Setting single bits on the Y-axis comes up often with graphical displays (GLCD). I only know three ways to do it with 8-bit PICS:
1) BSF/BCF bit number (not very useful), and you have to convert bit number to value or visa versa.
2) Use a table
3) Rotations

Although a table is the fastest compared to rotations, assume you want to set 2 adjacent bits. In that case rotations are my preferred method.

As an example, let's say you are plotting a variable like temperature, and a change of 1° = 1 pixel is no big deal. But lets say when the change is 2 or 3 degrees or more, that equals the same number of pixels vertically. You want to print the whole column , and that may very well involve more that one page. I think that approach looks better. It could be done with tables and be very fast, but tables use lots of program memory. In that case, I have opted for rotations and include the "target page" plus a page above or below depending on the direction of change. Of course, that limits me to a maximum of 16 degrees change, but that has not been an issue. If it were, that issue could be addressed by adding more pages to the rotation.

On the X-axis, such considerations have never been a problem.

EDIT: I should also add that dealing with a GLCD that you can read changes the problem.
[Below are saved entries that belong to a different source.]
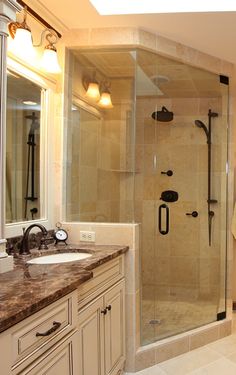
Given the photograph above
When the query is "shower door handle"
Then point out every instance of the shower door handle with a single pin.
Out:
(161, 208)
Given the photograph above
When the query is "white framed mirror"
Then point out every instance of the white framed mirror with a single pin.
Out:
(28, 156)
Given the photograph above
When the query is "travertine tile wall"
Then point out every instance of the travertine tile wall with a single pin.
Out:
(99, 170)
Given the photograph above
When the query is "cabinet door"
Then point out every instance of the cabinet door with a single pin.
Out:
(114, 327)
(91, 339)
(61, 360)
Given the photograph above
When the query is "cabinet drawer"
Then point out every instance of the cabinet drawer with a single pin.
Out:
(40, 329)
(103, 277)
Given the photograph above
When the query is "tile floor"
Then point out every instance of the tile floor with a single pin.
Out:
(217, 358)
(175, 317)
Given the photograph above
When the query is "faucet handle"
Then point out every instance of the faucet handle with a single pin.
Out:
(43, 240)
(43, 245)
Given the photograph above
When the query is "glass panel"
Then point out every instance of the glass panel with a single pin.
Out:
(100, 161)
(183, 275)
(22, 149)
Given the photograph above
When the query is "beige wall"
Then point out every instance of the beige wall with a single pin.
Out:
(99, 158)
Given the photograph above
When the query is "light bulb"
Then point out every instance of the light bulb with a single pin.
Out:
(49, 60)
(105, 100)
(22, 45)
(93, 91)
The GLCD I am using has SPI interface and cannot be read.

 

Ok, here's another question. What's the best way for the PIC16LF1823 to measure the voltage (and hence life expectancy) of a battery powering it?
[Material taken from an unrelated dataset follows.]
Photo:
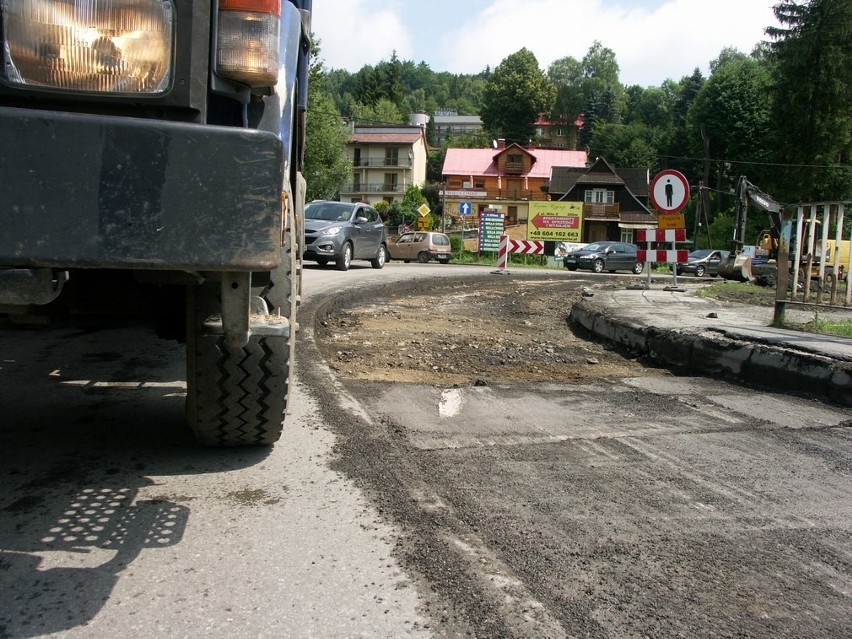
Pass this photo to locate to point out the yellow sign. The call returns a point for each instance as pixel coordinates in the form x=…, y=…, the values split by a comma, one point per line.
x=669, y=221
x=555, y=221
Intuition tells me it should go something like this.

​

• The reason there's two power sources is because the PIC is working at 3.3V being delivered from a regulator, whilst the main power source are four AAA batteries in series.
• The voltage divider would be comprised of high accuracy resistors, and is there to prevent over voltage from being delivered to the MCU's pin in a worst case scenario.
• The nFet is there so that the circuit won't waste precious power until a sample is needed.

Makes sense?

 

Makes sense?

Yup.

Only one problem: with M1 turned off, current will still flow down through R1 into the PIC ADC input pin, where it will forward-bias the pin's upper ESD clamp diode.

 

That is pretty much what Microchip recommends for measuring the battery that powers the device. See Page 4.2 here: http://ww1.microchip.com/downloads/en/DeviceDoc/01146B.pdf

Some (e.g., Stackexchange) recommend using Vref as the voltage to be measured, and Vdd with a voltage divider as the reference.

 

Yup.

Only one problem: with M1 turned off, current will still flow down through R1 into the PIC ADC input pin, where it will forward-bias the pin's upper ESD clamp diode.

What if I place a 100k pull down resistor at the fet's gate, and then config both mcu's pins as high-z inputs when unused?

 

What if I place a 100k pull down resistor at the fet's gate, and then config both mcu's pins as high-z inputs when unused?

Doesn't make any difference. Current will still flow from the +6V battery through R1 into the upper ESD protection diode of the PIC's ADC input.

If you want to prevent that, you need a high-side switch between the battery and your voltage divider, not a low-side switch between the divider and ground.